The same may or may not also be true of other public service pension schemes including the NHS and Teachers’ schemes where additional life cover is also an AVC option and where any regulatory requirement will similarly depend how the relevant regulations are worded.
So what? I hear you ask. Quite simply this piece of news throws public sector lump sum death benefits into the spotlight and indirectly raises the question of why any public sector client might want to make top-up contributions to secure additional life cover and the very serious secondary question of whether the standard lump sum death benefit paid by these schemes would be adequate in any particular client circumstances.
Because as a general rule of thumb, these cash pay-outs are likely to be calculated on lower salary multiples than you might typically expect to find under good employer arrangements in DC world. On the flipside, they are benefits provided under a pension scheme, so entitlement doesn’t cease if the member opts out or leaves service. But the calculation does change. And this will generally be less generous.
The table below shows at headline level the lump sum death benefits payable under some of the largest public sector career average arrangements for active and deferred members.
NHS | Teachers | LGPS | |
---|---|---|---|
Active members | 2 x pay | 3 x full-time equivalent pay | 3 x pay |
Deferred members | 2.025 x accrued pension | 2.25 x accrued pension | 5 x accrued pension |
It’s really not a stretch of the imagination to see how at 2 or 3 times pay, the putative pay-out from these schemes is unlikely to meet survivors’ cash needs given that the average UK house prices stood at some £286,000 in June 2022. And the shortfall is likely to be even greater for many individuals such as clinicians who may have significant private or non-pensionable earnings which won’t count towards the pay multiple at all.
And advisers will need to ensure that they consider life cover needs where their client is opting out of their pension scheme for pensions tax or other reasons. Make no mistake, deferral can significantly reduce the amount of the lump sum, particularly where the individual has short service. For example, in the case of a clinician with pensionable pay of £95,000 who dies with 5 years’ service, the cash lump sum drops from £190,000 on death as an active member to just £18,527 on death in deferral (assuming 2.5% annual pay inflation and 3% CPI).
Don’t get me wrong. In the round these schemes provide generous family benefits including ongoing pensions for surviving adults and eligible children. But survivor pensions are inflexible. I can’t use some of next year’s widow’s pension to meet my cash needs today. So although the capital value of the family benefits will almost certainly seem generous when you’ve totted it all up, the shape of it might be a misfit and extra life cover may be needed.
That’s where the money purchase AVC scheme comes in. It gives members the option of paying extra to increase the lump sum pay-out on death.
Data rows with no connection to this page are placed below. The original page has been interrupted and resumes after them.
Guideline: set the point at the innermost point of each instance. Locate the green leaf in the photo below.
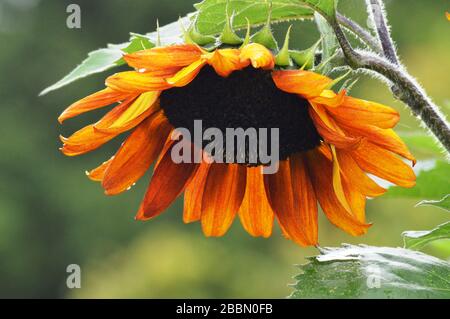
(97, 61)
(373, 272)
(443, 203)
(104, 59)
(419, 239)
(212, 17)
(433, 181)
(329, 44)
(422, 145)
(138, 42)
(327, 8)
Whether providers continue to make this option available and whether the rates are competitive compared to an individual policy is another matter.
But life cover contributions paid this way are generally relievable pension contributions, so the tax advantages mean they need to be in the mix if the amount of the lump sum death benefit is an issue. Either way advisers would do well to ensure that scheme benefits would meet cash needs on death.